At 16 I was at a comprehensive school in North London. I had long hair, parted in the middle, probably with peroxide slathered into it. Very dark eyebrows. No makeup. I had lots
of friends whose parents were in the Communist Party so we were going to see alternative films, reading alternative books – I was a big reader. We were very poor, a one-parent family living in council accommodation, but what was good about that time was that I was able to get a very good alternative education. Maybe because I was always in the art
department at school, that’s probably where I found most of my mentors.
That alternative education stopped me going down that prescribed route you can take when you’re poor, of being frightened of the arts and of taking risks. I went to art school when I was 17, confident that I was going to have an interesting life, even though I never had money. I still think that art education has served me well all through my life. It taught me how to look at life from a different angle, encouraged me to take weird routes, think creatively, take risks and not worry too much about failing. And now I’m old that creative thinking is fucking coming back into play I can tell you.

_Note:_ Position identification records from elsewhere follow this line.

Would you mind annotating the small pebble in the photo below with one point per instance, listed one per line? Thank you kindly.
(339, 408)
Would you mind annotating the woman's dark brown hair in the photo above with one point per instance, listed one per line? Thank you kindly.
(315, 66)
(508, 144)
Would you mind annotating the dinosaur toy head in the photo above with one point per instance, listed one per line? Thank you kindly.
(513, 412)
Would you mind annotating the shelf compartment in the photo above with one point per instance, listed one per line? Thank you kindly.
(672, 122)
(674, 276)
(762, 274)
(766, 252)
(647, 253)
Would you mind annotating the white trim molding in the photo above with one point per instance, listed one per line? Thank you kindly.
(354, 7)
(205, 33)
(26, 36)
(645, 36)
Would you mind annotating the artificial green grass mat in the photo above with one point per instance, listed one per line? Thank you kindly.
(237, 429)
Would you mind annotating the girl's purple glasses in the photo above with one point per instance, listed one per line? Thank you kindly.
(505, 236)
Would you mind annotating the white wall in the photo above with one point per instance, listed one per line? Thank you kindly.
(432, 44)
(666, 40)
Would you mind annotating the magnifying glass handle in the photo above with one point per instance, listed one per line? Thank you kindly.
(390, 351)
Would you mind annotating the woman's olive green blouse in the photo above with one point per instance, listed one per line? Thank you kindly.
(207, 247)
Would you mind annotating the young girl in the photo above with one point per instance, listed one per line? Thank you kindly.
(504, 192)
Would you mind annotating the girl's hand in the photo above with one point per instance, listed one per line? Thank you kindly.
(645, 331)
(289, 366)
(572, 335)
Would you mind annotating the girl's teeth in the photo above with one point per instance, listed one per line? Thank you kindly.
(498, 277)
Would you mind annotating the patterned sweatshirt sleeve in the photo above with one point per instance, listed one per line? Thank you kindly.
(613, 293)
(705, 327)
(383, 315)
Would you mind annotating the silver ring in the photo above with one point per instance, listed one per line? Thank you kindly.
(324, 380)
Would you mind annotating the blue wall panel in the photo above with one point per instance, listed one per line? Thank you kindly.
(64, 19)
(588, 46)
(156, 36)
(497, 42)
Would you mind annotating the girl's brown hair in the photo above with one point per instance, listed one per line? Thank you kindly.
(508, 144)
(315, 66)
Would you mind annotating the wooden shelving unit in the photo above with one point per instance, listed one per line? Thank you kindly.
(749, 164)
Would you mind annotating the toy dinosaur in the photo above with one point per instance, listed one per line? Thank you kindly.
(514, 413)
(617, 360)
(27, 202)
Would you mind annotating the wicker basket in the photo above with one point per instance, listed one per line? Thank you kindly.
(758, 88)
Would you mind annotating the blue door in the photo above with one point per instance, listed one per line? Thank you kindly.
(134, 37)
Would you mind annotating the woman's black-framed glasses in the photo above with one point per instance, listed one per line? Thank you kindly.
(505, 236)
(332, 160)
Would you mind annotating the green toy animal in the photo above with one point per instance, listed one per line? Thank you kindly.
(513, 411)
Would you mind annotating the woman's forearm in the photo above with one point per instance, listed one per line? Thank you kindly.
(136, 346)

I got on well with my mum when I was a teenager. I was out pretty much all the time, going to gigs or films. I was so much more sociable than I am now. And mum was pretty hands off, she gave me an incredible amount of freedom. She knew I was living a life she could never have lived when she was a working-class teenager. She taught me to ask, how can I make my life interesting, not the usual nine- to-five. She was always encouraging me to think for myself, question authority, and that made me a very antagonistic, unusual young woman. Underneath there was real self-doubt and terrible fear – there still is – but I’ve worked my whole life not to let that dominate me.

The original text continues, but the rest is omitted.